Some may be put off by the length of the film (and even more by the fact that it is not in English) but I urge you to sit through this film, watch it to its disturbing end.

This is an excellent film which looks more into how we view people and how they really are. Huppert is excellent as a middle class piano teacher who on the outside is a rigid woman in control of her life as much as she is in control of her students, she demands perfection and accepts no excuses. In her private life however, she is torn apart by contradictions. Hupperts commentary in additional material sums it up perfectly, she is almost like a child. Smothered by a mother who controls every aspect of her private life she resorts to what many would consider a 'perverse' private life.

She becomes the unwilling victim of the attractions of one of her students, a young man who has it all, well off family, friends and the social standing that means what he wants, he gets. After a long pursuit Hppert finally gives in only to discover that by opening up to this young man she may lose more than she ever imagined.

This is a film that does at time demand your attention as does last over 2 hours but sit through it, you will be rewarded by the end.

Movie Review: now this is a great psychological portrait
Summary: 5 Stars

Bound to become a classic of world cinema, 'the piano teacher', is Michael Haneke's most perfect film.. It tells the story of a women so repressed and abused by her mother that she explodes with sexual tension..
it comes out in her music.. and in a sort of chaotic relationship with one of her students.. at times incestuous and at times perverse this is a truly disturbed women who is as rigid as her own philosophy of music- this is a must see - a modern classic from a powerful new cinematic voice..
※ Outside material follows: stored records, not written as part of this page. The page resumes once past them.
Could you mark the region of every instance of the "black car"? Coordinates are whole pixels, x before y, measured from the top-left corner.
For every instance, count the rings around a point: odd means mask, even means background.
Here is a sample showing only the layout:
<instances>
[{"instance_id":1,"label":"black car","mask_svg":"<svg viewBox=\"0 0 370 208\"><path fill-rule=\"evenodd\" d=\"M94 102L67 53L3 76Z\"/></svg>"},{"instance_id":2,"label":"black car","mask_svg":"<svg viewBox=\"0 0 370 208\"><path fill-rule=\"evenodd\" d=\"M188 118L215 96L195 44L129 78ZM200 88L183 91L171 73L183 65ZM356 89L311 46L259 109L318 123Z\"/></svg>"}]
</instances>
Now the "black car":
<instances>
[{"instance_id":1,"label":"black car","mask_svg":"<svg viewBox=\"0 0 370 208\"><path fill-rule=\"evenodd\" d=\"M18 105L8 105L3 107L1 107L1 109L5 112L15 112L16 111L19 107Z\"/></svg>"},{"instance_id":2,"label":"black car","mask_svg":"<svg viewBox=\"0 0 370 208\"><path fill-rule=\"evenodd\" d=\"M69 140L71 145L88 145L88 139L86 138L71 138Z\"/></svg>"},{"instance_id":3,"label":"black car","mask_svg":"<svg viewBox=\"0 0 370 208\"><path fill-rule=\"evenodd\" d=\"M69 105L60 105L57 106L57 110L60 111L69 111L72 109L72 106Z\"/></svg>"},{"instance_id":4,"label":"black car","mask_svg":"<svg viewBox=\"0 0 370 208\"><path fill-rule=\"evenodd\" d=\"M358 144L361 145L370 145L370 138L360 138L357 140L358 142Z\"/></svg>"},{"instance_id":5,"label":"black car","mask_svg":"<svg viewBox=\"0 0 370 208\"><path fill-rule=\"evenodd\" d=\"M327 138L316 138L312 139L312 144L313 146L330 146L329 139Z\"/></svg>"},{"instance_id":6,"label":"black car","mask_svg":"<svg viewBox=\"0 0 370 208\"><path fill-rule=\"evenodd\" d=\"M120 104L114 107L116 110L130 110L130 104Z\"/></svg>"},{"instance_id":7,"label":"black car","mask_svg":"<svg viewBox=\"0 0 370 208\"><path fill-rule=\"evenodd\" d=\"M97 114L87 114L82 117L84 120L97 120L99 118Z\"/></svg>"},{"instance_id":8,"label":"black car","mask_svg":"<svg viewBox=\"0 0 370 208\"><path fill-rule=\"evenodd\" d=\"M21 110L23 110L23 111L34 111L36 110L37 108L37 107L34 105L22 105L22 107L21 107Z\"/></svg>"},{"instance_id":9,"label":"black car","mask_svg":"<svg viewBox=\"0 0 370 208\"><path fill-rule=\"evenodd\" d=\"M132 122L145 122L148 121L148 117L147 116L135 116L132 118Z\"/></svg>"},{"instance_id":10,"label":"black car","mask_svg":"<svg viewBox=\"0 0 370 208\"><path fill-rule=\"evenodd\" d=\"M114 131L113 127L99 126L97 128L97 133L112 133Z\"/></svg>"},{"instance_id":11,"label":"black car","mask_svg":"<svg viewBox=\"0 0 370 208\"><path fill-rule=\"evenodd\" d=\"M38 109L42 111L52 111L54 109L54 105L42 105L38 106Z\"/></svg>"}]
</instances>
Movie Review: A Very Dark Tale!
Summary: 4 Stars

Being a piano teacher myself, I was very curious about this film. I don't teach in a conservatory, but do know that artists at that level can become very eccentric, and when they feel threatened, they can be vicious. Still, this film took that to the extreme and then some. Erika's relationship with her mother didn't make it any easier to achieve mental health, and her sexual fantansies and perversions drove her deeper into the abyss. By all outward appearances, she was a repressed, uptight bully with most of her students who went home to a quiet life with her equally repressed, bullying mother, but she often sneaked out at night to act out her fantasies. It's when an attractive student takes a romantic interest in her that she decides she can use him to act out her ultimate fantasies of being beaten and abused to an extreme. She controls him cruelly until he agrees to follow through. Some of this is hard to watch, but the film is never judemental, and Erika's humanity is always there. As twisted as she has become, she is never a caricature or a two-dimensional character. This is a very dark, very adult tale that left me a little shaken, as I'm sure was intended.